En sortant du petit resto rapide, j’emprunte les rues d’Helsinki, salies par les résidus de soirées un peu trop arrosées, les déchets jonchent le sol, beaucoup de jeunes déambulent sous forme de démarches « zig-zaguées », les yeux vitreux, l’air hagard. Je croise à ce moment là Attila, ex-chanteur de Mayhem, et toute sa troupe d’amis, ainsi que cinq ou six filles suivant derrière. Attila brandissant une croix renversée en bois, sur laquelle est fixé… un gros rat mort disloqué, se balançant dans l’air au grés des mouvements lourds de son propriétaire… je décide cependant de suivre le cortège et passer la fin de la nuit dans leur hôtel, ce qui me vaut une douche à défaut de sommeil, ça sera déjà ça de gagné.
Le lendemain, grand jour. Vers 11 heures du matin, j’arrive à l’Espace Presse, tentant de contacter le Tour Manager de Satyricon. Peu après, je suis tendue, fatiguée, je tente de remettre en ordre toutes mes questions… il y en a trop, on dirait que j’ai oublié le temps imparti. Je prends mon carnet pour réécrire tout ça et voilà que mes rétines me transmettent le message « Satyr et Frost en face ». Là ça devient difficile à gérer. Une connaissance me demandant tout et n’importe quoi à ma droite, (« tu peux prendre une photo ici… et là ?? Et que penses-tu de ça ? Et on pourrait interviewer ce groupe… ou un autre… ») des choses qui entrent par une oreille et qui ressortent aussi sec par l’autre… Un Italien tentant de faire connaissance à ma gauche en me présentant sa carte afin que je réalise une chronique de sa demo, un russe derrière moi qui attend son tour pour me présenter quatre ou cinq démos de groupes de son pays… et heuuu… Les Dieux vivants de Satyricon en face de moi, mes corbeaux, mes artistes favoris… complètement décontractés et assurant leur temps de Presse par quelques interviews. Je ne peux détacher mon regard de ces deux personnalités, je ne me sens pas bien du tout, le stylo danse quelque peu sur mon carnet (je tourne plusieurs fois les pages) et mes questions/images/souvenirs/extraits musicaux… ricochent dans ma boîte crânienne. Encore deux heures à tenir comme ça, le soleil dans la tronche, le stress dans le ventre et… toujours ces photos… devant moi sauf qu’elles bougent. Je voudrais demander au Dieu du Metal que les choses se passent… comme si je n’avais pas été aussi passionnée par l’univers de ce groupe… afin de prendre les choses un peu moins à cœur.

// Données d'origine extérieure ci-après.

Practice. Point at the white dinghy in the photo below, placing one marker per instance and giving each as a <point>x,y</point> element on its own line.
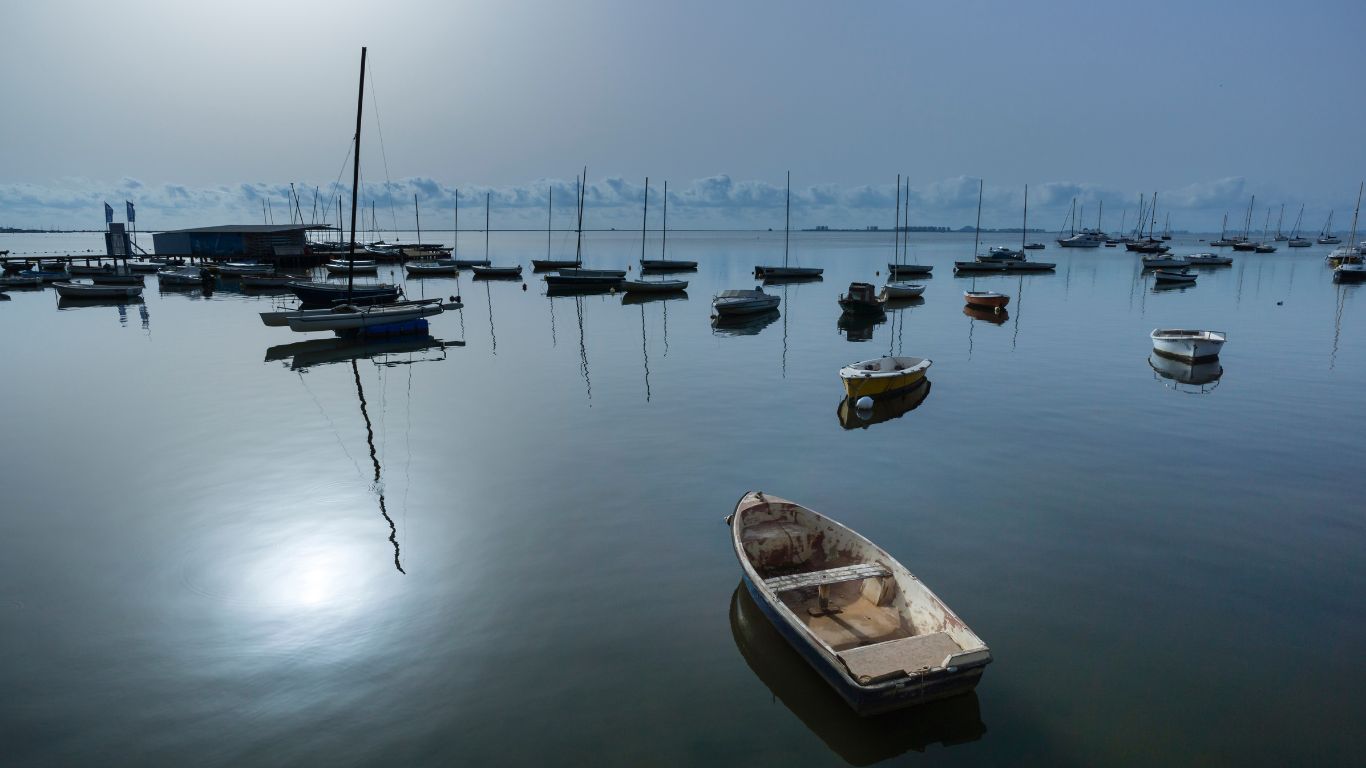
<point>869,626</point>
<point>1185,345</point>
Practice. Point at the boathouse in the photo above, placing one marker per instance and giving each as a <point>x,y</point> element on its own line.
<point>264,242</point>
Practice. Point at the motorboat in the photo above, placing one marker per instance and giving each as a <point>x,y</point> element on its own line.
<point>92,291</point>
<point>881,376</point>
<point>653,286</point>
<point>85,271</point>
<point>45,275</point>
<point>267,280</point>
<point>986,299</point>
<point>667,265</point>
<point>1350,272</point>
<point>1003,253</point>
<point>764,272</point>
<point>899,290</point>
<point>344,267</point>
<point>331,293</point>
<point>579,282</point>
<point>1085,238</point>
<point>497,271</point>
<point>1159,261</point>
<point>279,319</point>
<point>896,271</point>
<point>730,304</point>
<point>600,273</point>
<point>861,297</point>
<point>877,634</point>
<point>1175,276</point>
<point>1208,260</point>
<point>350,317</point>
<point>1185,345</point>
<point>183,276</point>
<point>238,268</point>
<point>118,279</point>
<point>435,267</point>
<point>960,267</point>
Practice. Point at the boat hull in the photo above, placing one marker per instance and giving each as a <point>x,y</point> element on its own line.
<point>1189,347</point>
<point>874,697</point>
<point>859,381</point>
<point>667,265</point>
<point>986,299</point>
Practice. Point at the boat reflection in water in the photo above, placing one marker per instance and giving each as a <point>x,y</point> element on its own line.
<point>858,325</point>
<point>858,741</point>
<point>1195,379</point>
<point>743,324</point>
<point>996,317</point>
<point>384,350</point>
<point>884,407</point>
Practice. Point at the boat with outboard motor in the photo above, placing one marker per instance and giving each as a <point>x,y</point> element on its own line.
<point>877,634</point>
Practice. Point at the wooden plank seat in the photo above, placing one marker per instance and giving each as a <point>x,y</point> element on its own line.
<point>828,577</point>
<point>909,655</point>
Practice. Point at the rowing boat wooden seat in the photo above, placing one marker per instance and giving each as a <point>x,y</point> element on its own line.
<point>827,577</point>
<point>909,655</point>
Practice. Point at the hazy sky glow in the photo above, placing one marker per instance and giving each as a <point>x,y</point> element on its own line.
<point>197,111</point>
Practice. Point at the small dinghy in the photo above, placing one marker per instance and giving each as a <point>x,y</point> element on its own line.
<point>440,267</point>
<point>986,299</point>
<point>734,304</point>
<point>653,286</point>
<point>1159,261</point>
<point>90,291</point>
<point>895,271</point>
<point>870,627</point>
<point>1208,260</point>
<point>185,276</point>
<point>361,268</point>
<point>861,298</point>
<point>239,268</point>
<point>1175,276</point>
<point>116,279</point>
<point>350,317</point>
<point>268,280</point>
<point>1190,346</point>
<point>959,267</point>
<point>881,376</point>
<point>899,290</point>
<point>497,271</point>
<point>85,271</point>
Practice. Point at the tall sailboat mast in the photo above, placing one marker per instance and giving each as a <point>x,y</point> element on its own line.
<point>355,182</point>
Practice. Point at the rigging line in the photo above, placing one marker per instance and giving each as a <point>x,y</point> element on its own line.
<point>374,459</point>
<point>327,418</point>
<point>379,129</point>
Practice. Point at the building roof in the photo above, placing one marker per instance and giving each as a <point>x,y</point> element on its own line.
<point>242,230</point>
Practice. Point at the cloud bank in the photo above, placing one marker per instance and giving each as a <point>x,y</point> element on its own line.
<point>708,202</point>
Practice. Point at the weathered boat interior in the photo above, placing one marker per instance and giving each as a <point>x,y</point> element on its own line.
<point>873,615</point>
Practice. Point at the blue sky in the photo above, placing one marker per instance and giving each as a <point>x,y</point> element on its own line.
<point>198,112</point>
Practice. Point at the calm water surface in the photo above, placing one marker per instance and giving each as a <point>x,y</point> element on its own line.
<point>200,567</point>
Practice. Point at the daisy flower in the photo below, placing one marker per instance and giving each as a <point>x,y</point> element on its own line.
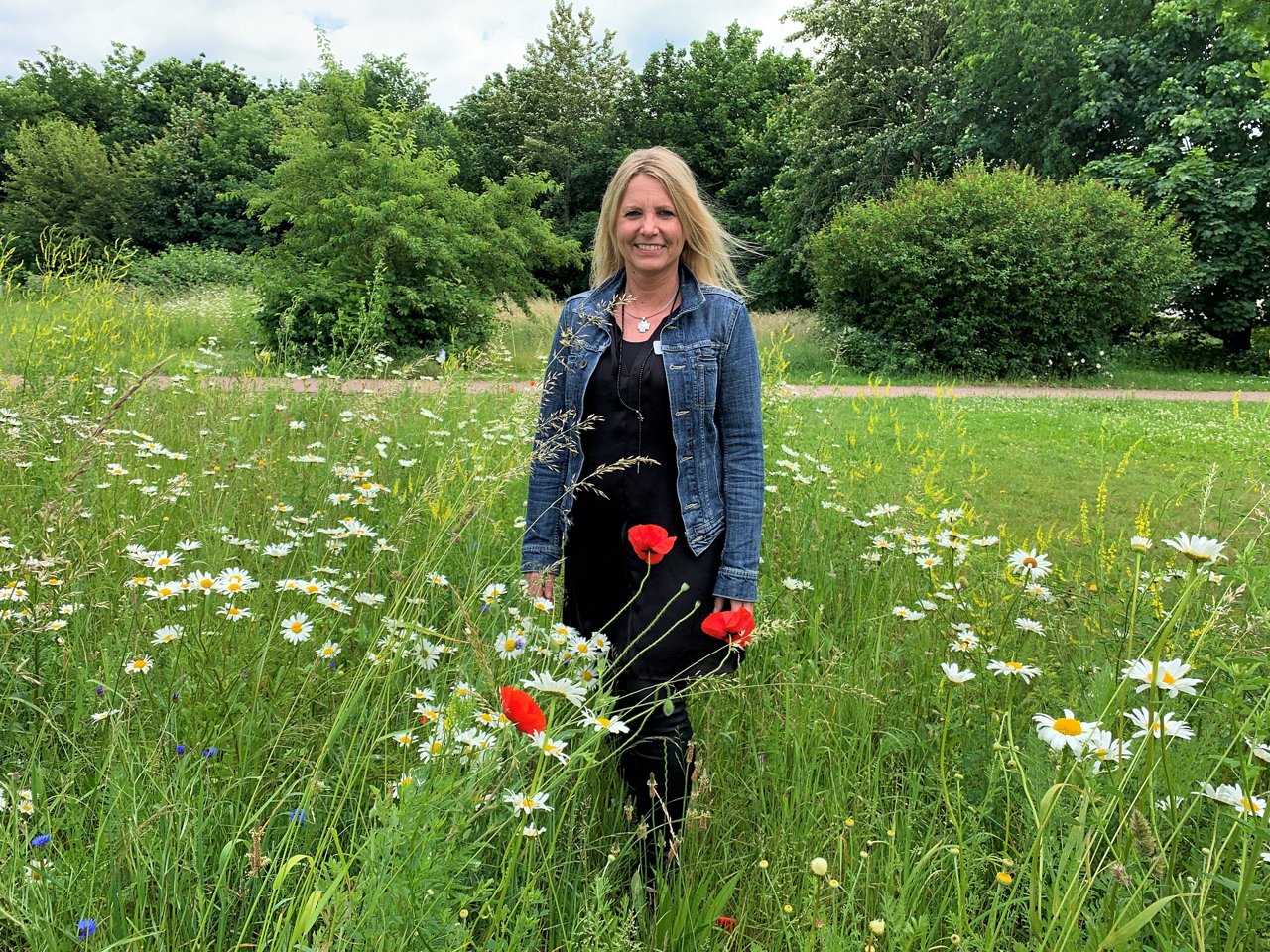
<point>1102,747</point>
<point>140,665</point>
<point>1169,676</point>
<point>955,674</point>
<point>603,724</point>
<point>296,627</point>
<point>1165,725</point>
<point>1259,751</point>
<point>511,645</point>
<point>1065,731</point>
<point>543,682</point>
<point>526,802</point>
<point>1014,669</point>
<point>1233,794</point>
<point>1198,548</point>
<point>550,747</point>
<point>1032,563</point>
<point>167,635</point>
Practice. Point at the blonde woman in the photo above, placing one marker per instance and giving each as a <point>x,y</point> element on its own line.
<point>659,361</point>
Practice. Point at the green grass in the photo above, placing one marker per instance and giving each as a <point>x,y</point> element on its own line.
<point>839,739</point>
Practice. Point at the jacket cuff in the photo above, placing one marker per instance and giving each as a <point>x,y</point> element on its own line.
<point>737,584</point>
<point>540,561</point>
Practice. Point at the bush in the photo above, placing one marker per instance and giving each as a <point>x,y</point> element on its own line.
<point>186,266</point>
<point>993,275</point>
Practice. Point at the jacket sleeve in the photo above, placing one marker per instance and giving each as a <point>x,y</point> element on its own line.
<point>740,429</point>
<point>541,547</point>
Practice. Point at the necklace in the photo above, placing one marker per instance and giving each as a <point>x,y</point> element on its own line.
<point>639,394</point>
<point>645,322</point>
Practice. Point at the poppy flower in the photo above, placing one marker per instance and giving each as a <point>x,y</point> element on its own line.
<point>522,711</point>
<point>651,542</point>
<point>734,627</point>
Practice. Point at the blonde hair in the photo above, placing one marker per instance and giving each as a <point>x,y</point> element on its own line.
<point>706,244</point>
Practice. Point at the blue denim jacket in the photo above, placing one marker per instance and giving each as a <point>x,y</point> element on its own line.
<point>711,370</point>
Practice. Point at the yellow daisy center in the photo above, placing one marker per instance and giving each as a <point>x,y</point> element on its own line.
<point>1067,725</point>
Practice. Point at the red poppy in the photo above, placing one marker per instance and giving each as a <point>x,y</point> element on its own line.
<point>734,627</point>
<point>524,711</point>
<point>651,542</point>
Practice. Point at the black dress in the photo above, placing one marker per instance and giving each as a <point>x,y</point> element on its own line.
<point>658,638</point>
<point>658,644</point>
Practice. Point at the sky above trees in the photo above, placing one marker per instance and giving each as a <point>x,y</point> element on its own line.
<point>457,45</point>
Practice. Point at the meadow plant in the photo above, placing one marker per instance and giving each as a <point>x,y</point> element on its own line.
<point>270,679</point>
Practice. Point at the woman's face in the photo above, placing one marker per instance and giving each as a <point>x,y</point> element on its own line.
<point>649,236</point>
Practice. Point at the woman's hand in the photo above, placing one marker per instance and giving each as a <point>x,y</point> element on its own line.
<point>539,585</point>
<point>728,604</point>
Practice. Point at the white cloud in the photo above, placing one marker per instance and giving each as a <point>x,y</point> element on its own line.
<point>454,44</point>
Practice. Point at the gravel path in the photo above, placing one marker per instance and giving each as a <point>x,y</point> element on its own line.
<point>309,385</point>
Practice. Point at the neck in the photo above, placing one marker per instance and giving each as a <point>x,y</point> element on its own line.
<point>652,294</point>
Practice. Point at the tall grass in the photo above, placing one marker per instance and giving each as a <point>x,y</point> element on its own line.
<point>349,791</point>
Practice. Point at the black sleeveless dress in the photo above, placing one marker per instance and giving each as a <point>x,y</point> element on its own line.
<point>658,636</point>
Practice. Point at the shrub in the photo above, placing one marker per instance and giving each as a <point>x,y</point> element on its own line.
<point>993,273</point>
<point>186,266</point>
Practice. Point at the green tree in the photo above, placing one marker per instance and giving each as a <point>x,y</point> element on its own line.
<point>64,177</point>
<point>556,114</point>
<point>711,103</point>
<point>993,273</point>
<point>1016,79</point>
<point>864,122</point>
<point>1185,123</point>
<point>377,243</point>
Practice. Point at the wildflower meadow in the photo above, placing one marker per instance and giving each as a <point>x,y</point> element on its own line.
<point>271,682</point>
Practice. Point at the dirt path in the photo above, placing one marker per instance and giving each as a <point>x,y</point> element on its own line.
<point>309,385</point>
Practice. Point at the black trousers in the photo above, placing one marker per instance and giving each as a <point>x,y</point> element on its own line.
<point>653,758</point>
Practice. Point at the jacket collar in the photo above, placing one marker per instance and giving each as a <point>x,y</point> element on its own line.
<point>602,298</point>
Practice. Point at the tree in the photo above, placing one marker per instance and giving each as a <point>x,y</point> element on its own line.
<point>556,114</point>
<point>711,103</point>
<point>862,123</point>
<point>1016,79</point>
<point>377,243</point>
<point>993,273</point>
<point>1185,123</point>
<point>63,177</point>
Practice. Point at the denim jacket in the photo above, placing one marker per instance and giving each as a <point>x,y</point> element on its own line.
<point>712,376</point>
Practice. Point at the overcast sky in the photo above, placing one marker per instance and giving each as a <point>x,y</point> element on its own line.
<point>457,42</point>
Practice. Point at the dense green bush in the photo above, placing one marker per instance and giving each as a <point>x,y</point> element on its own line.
<point>185,266</point>
<point>993,273</point>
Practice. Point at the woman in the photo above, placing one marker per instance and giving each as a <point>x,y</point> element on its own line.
<point>651,416</point>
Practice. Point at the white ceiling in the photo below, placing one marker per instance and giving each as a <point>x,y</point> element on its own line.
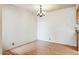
<point>47,7</point>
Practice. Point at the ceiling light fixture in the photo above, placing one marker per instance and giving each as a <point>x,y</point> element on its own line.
<point>40,12</point>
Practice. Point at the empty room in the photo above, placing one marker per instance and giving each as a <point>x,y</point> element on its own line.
<point>33,29</point>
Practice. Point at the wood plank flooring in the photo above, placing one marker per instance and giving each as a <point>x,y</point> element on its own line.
<point>42,48</point>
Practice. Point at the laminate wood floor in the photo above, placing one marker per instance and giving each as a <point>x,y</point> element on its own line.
<point>42,48</point>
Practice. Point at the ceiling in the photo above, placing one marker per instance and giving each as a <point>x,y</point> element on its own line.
<point>47,7</point>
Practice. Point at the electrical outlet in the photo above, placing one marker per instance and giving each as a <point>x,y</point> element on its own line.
<point>13,44</point>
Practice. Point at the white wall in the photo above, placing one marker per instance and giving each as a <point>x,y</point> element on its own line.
<point>19,26</point>
<point>0,29</point>
<point>58,26</point>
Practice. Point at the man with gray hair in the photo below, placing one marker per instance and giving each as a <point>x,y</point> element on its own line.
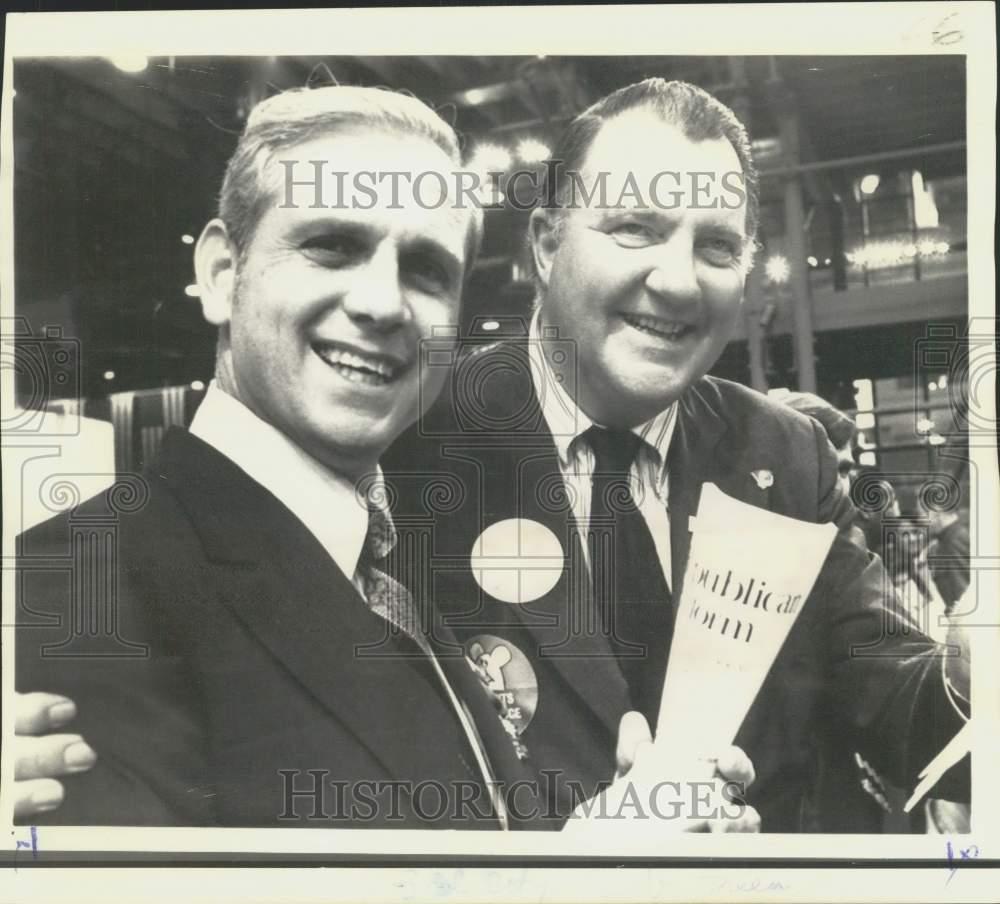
<point>590,442</point>
<point>289,679</point>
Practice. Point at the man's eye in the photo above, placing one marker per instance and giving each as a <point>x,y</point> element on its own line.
<point>720,250</point>
<point>632,235</point>
<point>333,250</point>
<point>425,273</point>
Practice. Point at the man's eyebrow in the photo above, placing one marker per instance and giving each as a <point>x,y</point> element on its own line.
<point>427,245</point>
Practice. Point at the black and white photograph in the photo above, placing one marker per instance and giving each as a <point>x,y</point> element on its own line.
<point>423,423</point>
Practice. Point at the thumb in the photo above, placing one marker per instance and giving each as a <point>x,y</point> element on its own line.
<point>633,733</point>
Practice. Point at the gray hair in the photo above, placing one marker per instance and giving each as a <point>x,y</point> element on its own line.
<point>301,114</point>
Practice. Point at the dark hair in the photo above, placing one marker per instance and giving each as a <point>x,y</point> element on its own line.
<point>694,111</point>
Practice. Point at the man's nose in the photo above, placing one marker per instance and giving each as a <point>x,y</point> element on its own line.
<point>673,274</point>
<point>375,297</point>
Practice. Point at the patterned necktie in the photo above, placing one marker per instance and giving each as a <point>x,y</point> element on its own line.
<point>385,595</point>
<point>391,600</point>
<point>627,576</point>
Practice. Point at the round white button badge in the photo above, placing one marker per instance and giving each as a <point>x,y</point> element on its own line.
<point>517,560</point>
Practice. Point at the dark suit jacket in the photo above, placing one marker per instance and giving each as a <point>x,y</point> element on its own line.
<point>847,675</point>
<point>209,642</point>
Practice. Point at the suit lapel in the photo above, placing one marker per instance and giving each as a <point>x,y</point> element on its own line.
<point>703,450</point>
<point>283,586</point>
<point>526,483</point>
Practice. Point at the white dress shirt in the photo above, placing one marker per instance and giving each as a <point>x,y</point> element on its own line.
<point>329,505</point>
<point>566,423</point>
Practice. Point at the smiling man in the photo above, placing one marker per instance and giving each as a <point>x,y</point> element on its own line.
<point>248,573</point>
<point>591,441</point>
<point>585,446</point>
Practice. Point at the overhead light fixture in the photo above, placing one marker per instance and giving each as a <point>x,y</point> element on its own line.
<point>869,184</point>
<point>925,213</point>
<point>488,158</point>
<point>530,150</point>
<point>130,62</point>
<point>777,268</point>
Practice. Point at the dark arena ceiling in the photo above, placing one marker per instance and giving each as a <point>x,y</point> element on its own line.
<point>113,168</point>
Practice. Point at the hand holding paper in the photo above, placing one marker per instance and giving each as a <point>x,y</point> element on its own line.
<point>644,804</point>
<point>749,573</point>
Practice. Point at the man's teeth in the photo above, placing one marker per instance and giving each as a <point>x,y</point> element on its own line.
<point>654,325</point>
<point>358,368</point>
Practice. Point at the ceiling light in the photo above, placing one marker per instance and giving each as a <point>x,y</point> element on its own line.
<point>130,62</point>
<point>869,184</point>
<point>490,158</point>
<point>532,151</point>
<point>777,268</point>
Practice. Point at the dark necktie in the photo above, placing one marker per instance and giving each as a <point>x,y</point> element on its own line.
<point>625,568</point>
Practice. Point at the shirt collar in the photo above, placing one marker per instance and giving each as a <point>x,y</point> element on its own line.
<point>566,422</point>
<point>328,505</point>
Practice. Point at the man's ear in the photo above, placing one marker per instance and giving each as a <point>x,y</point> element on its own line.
<point>543,227</point>
<point>215,270</point>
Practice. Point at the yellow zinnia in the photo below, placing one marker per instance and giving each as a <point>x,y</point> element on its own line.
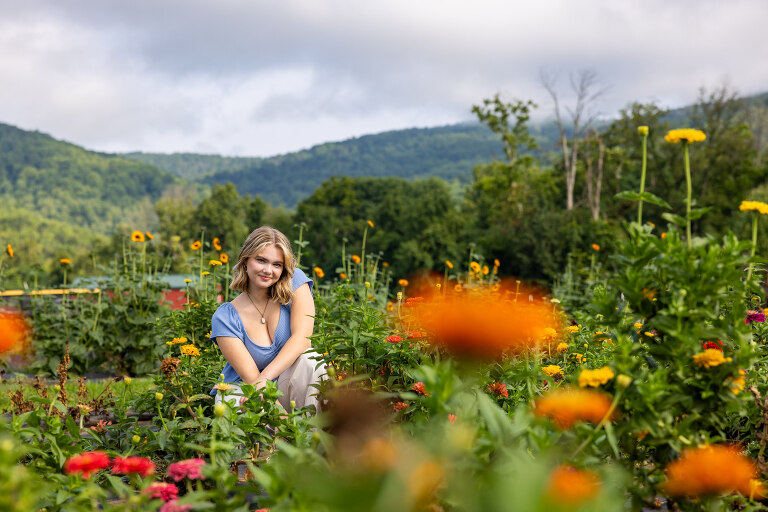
<point>685,135</point>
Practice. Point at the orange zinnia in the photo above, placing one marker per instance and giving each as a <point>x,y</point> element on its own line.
<point>567,406</point>
<point>482,324</point>
<point>712,469</point>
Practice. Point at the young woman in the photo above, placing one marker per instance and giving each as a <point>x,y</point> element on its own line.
<point>264,332</point>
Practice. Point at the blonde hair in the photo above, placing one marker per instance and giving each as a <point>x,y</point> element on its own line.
<point>257,241</point>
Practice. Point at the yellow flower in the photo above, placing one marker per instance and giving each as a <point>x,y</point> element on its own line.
<point>710,357</point>
<point>757,206</point>
<point>594,378</point>
<point>685,135</point>
<point>552,370</point>
<point>189,350</point>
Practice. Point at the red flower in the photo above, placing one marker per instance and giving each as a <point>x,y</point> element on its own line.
<point>499,389</point>
<point>162,491</point>
<point>419,388</point>
<point>189,468</point>
<point>139,465</point>
<point>86,463</point>
<point>400,406</point>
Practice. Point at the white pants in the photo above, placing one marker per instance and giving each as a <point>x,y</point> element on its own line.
<point>295,383</point>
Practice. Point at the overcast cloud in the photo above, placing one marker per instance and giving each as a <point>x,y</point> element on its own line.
<point>258,78</point>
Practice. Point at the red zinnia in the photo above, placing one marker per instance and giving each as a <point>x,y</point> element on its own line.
<point>86,463</point>
<point>499,389</point>
<point>189,468</point>
<point>128,465</point>
<point>162,491</point>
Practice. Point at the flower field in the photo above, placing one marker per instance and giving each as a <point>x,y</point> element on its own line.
<point>635,383</point>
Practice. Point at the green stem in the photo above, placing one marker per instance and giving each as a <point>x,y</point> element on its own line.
<point>642,179</point>
<point>690,194</point>
<point>754,245</point>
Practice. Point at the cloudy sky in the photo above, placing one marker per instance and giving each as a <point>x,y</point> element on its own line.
<point>258,78</point>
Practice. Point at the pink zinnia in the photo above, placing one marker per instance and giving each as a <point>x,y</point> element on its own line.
<point>189,468</point>
<point>173,506</point>
<point>139,465</point>
<point>162,491</point>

Au final ? Les choses se passent très vite. L’Italien de tout à l’heure assurant la prise de vue, je mène mon interview tant bien que mal, à l’avance déçue par ce que ça pourrait donner dans de telles conditions à savoir ? Hypocrisy sur la Radio Rock balançant son tube, une autre sympathique connaissance prenant quelques photos, Satyr en Frost confortablement installés à l’ombre, ne reste plus que moi, liquéfiée sur place sous le soleil et sans siège (j’ai perdu au jeu de la chaise musicale sur Mother North, il n’y a plus que deux sièges à l’ombre, et une place au soleil sans siège…). Loin de moi l’idée préalable de mener une interview dans de telles conditions. Tout s’est passé totalement à l’inverse de ce que j’espérais. Même mes questions, dont au moins la moitié a été jarretée pour cause de temps, ont changé de forme, de formulation, quelle horreur. D’habitude mon anglais n’est pas trop mal, je me mets à parler comme un cochon alsacien. Une interview fine, voire spirituelle ? Tu parles.
(Photo, Théo de B)
Bref, la retranscription détaillée, en anglais et en français est disponible sur un lien à part. Je me permettrai d’y apposer un ou deux extraits de la vidéo afin que vous rendiez compte du résultat. Heureusement que le duo est si professionnel et qu’ils ont su jouer le jeu jusqu’au bout, malgré ce soleil terrible et ce bruit infernal !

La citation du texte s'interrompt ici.